Peleu e Cadmo contam-se entre eles.
E Aquiles, a quem trouxe — após ter persuadido
o coração de Zeus com súplicas — a mãe.
Foi ele que derrubou Heitor, de Tróia
a forte coluna invencível, e deu Cicno à morte,
assim como o filho etíope da Aurora. Muitas
são as velozes flechas que tenho debaixo
do braço na aljava,
flechas que falam a quem compreende! Mas em geral
é preciso intérpretes. Sábio é quem muito sabe por natureza.
Os que precisam de aprender são como corvos
alarves na garrulice, que grasnam em vão
contra a ave sagrada de Zeus.
Aponta o arco para o alvo: vai, meu coração! Em quem
acertaremos de novo com espírito gentil, disparando
as setas da fama? Na verdade,
apontando para Agrigento,
proclamarei sentença jurada com mente veraz:
em cem anos nenhuma outra cidade gerou
homem mais benfazejo nas intenções
para os amigos nem com mão mais generosa
do que Terão! Mas ao louvor chega a saciedade
quando não é contida com justeza, mas, instigada por homens gananciosos,
pretende linguajar
e obscurecer as belas acções
de homens bons. Pois os grãos de areia escapam à contagem.
E todas as alegrias, que aquele homem proporcionou aos outros,
quem as poderia contar?
"Poesia Grega de Hesíodo a Teócrito". Tradução de Frederico Lourenço
A falta de tempo é um dos problemas que Lourenço espera que possa ser
ultrapassado quando se reformar. “Talvez quando me reformar me possa
dar ao luxo de fazer uma edição a partir do zero, com a consulta direta
dos manuscritos”, admitiu ao Observador. “Terei de escolher um autor de
quem haja manuscritos na Biblioteca Laurenciana de Florença, porque ela
fecha sempre às 14h. O resto da tarde será para rever igrejas e voltar
todos os dias aos Uffizi”, que guarda alguns dos mais importantes
trabalhos dos grandes mestres da pintura italiana.

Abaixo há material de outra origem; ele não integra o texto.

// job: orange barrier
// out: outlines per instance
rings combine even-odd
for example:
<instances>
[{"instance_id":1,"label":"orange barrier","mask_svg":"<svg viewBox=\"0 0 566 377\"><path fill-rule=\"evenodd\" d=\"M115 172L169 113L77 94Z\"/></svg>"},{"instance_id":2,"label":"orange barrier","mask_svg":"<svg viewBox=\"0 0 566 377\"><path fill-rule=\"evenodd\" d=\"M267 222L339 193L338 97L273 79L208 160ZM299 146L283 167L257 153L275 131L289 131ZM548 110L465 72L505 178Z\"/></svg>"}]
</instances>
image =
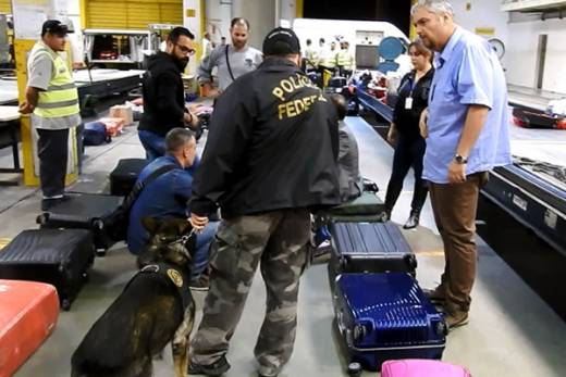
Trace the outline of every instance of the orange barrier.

Escolher o seu museu favorito em Florença parece ser fácil, mas o
mesmo não se pode dizer quando se trata de selecionar um poema favorito
da sua antologia. “Adoro todos.” Ainda assim, “se tivesse de escolher o
meu poema preferido da poesia grega, excetuando a Ilíada e a Odisseia,
que estão no topo de pirâmide, escolheria a ‘Ode Olímpica II’ de
Píndaro, cuja edição e tradução me deram uma felicidade enorme”. E
porquê? Porque “é um poema espiritualíssimo sobre o Agora e sobre o
Além, imbuído de um misticismo que tem tudo a ver comigo. Na arte, na
literatura e na música, prefiro de um modo geral as coisas santas às
profanas, embora eu próprio de santo não tenha nada e até seja, em
termos de personalidade, saudavelmente profano.”